Cette issue était attendue. Pour la seule période allant de 1871 à 1899, pas moins de 33 projets et propositions de lois avaient été déposés. Si l’on remonte plus haut dans le temps, la Révolution française est impensable sans le foisonnement des « clubs » et des « sociétés » qui, à Paris comme dans les profondeurs du pays, participent à ses débats, reflètent ses tensions, voire précipitent ses événements. Le 14 novembre 1790, une loi en prend acte, permettant aux citoyens « de s’associer paisiblement et de former entre eux des sociétés libres », droit bientôt inscrit dans la constitution de septembre 1791, puis dans celle de 1793. Entre 100 000 et 200 000 citoyens sont membres, alors, des sociétés « populaires » ou « révolutionnaires » formées dans plus de 5 300 communes. Dès ce moment, pourtant, des critiques s’élèvent contre des associations, dont Sieyès craint qu’elles contrarient la liberté individuelle, à l’exemple des vœux exigés par… les congrégations. Nombre de révolutionnaires se méfient par ailleurs d’une possible résurgence des corps intermédiaires qu’ils viennent d’abolir. Beaucoup voient dans les associations le ferment de divisions qui fragiliserait l’unité de la nationale et le risque de contre-pouvoirs menaçant la légitimité des institutions, de l’État et des élus, seuls en mesure d’exprimer l’intérêt général envers et contre tous les intérêts particuliers. Après la suppression des corporations en mars 1791, la loi Le Chapelier invoque, en juin, le maintien de l’ordre public pour interdire les coalitions motivées par la défense de « prétendus intérêts communs ». Un mois plus tard, une autre loi restreint la liberté des sociétés et des clubs tenus de déclarer les lieux et dates de leurs réunions.
L’autoritarisme napoléonien va plus loin. S’il tolère la représentation des intérêts de la bourgeoisie au sein des chambres de commerce, des arts et manufactures et l’organisation de professions jugées politiquement stratégiques (bouchers, boulangers…), il se montre intransigeant à l’égard des associations ouvrières ou politiques. En 1810, les articles 291 à 294 du Code pénal instaurent le régime de l’autorisation préalable, « sous les conditions qu’il plaira à l’autorité publique d’imposer », les associations de plus de 20 membres. Passer outre expose leurs responsables à des peines de 3 mois à 2 ans de prison et ceux qui les hébergeraient à de fortes amendes.

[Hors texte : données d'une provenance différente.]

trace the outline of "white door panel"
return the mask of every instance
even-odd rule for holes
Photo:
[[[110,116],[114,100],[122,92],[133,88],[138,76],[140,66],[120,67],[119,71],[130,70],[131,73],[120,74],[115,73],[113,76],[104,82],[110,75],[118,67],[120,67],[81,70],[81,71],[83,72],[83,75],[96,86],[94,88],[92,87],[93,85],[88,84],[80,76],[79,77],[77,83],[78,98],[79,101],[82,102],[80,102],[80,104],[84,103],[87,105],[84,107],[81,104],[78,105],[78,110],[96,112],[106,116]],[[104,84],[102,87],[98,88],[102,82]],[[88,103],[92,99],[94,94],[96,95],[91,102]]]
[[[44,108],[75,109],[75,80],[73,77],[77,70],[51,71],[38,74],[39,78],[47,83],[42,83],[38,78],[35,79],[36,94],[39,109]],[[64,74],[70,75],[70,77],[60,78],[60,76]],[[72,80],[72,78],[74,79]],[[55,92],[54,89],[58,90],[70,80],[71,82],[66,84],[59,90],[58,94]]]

Si la Restauration maintient la législation en place, la nostalgie de l’Ancien Régime et de ses corps intermédiaires l’amène à se montrer moins rigoureuse vis-à-vis d’associations ouvrières de secours mutuels ou de bienfaisance dépourvues d’ambitions subversives. Après 1830, la Monarchie de Juillet, libérale en matière d’économie ne l’est guère sur le plan politique. Face aux progrès de la propagande républicaine, la bien nommée « loi d’inquiétude » du 10 avril 1834 durcit la législation antérieure. Ainsi l’autorisation préalable, dorénavant révocable à tout moment, est-elle étendue aux associations qui avaient cru y échapper par leur fractionnement en sections de moins de 20 membres. Les sanctions, jusque-là applicables aux seuls dirigeants, sont élargies à tous les adhérents et alourdies. Cette fermeté coexiste toutefois avec la bienveillance manifestée à l’égard des sociétés savantes, d’anciens élèves ou d’éducation populaire.

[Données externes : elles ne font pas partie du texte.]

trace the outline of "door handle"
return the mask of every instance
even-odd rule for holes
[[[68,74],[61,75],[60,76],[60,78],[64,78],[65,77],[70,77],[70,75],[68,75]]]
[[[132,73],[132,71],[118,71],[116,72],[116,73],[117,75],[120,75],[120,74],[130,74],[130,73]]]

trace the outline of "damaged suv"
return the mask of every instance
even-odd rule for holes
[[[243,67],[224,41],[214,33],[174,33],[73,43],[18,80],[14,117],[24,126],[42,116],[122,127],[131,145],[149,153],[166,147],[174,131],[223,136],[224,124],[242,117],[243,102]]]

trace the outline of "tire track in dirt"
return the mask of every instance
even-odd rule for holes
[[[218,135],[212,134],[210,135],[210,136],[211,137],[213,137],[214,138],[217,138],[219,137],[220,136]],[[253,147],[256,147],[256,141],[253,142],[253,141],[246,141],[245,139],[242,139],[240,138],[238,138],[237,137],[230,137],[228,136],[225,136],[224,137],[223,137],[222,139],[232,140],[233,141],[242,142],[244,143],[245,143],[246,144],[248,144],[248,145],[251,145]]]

En avril 1848, le gouvernement provisoire proclame que « les clubs sont pour la République, un besoin, pour les citoyens, un droit ». La répression des journées de juin 1848 s’accompagne d’une mise en cause des sociétés politiques et ouvrières. En juillet, un décret réitère la liberté d’association. Une simple déclaration suffit, mais les organisations ont l’obligation de rendre publiques leurs séances, soumises à la surveillance des autorités, qui peuvent saisir la justice contre celles qui poursuivraient des objectifs subversifs. Si la Constitution de la Seconde République reconnaît « le droit de s’associer et de se rassembler paisiblement et sans armes », une série de lois frappent, dès l’année suivante, les clubs, les réunions estimées dangereuses pour la sécurité publique, tandis que les tribunaux dissolvent à tour de bras. La fenêtre ouverte en 1848 achève de se refermer au lendemain du coup d’État du Président de la République, Louis-Napoléon Bonaparte. Le 25 mars 1852, un décret rétablit le régime de l’autorisation préalable sur fond de chasse aux opposants. La situation change, toutefois, dans les dernières années plus libérales du Second Empire. En 1868, le pouvoir concède le droit de réunion sous condition de déclaration préalable, tandis que des chambres syndicales et des sociétés ouvrières, défiant la loi, agissent au grand jour.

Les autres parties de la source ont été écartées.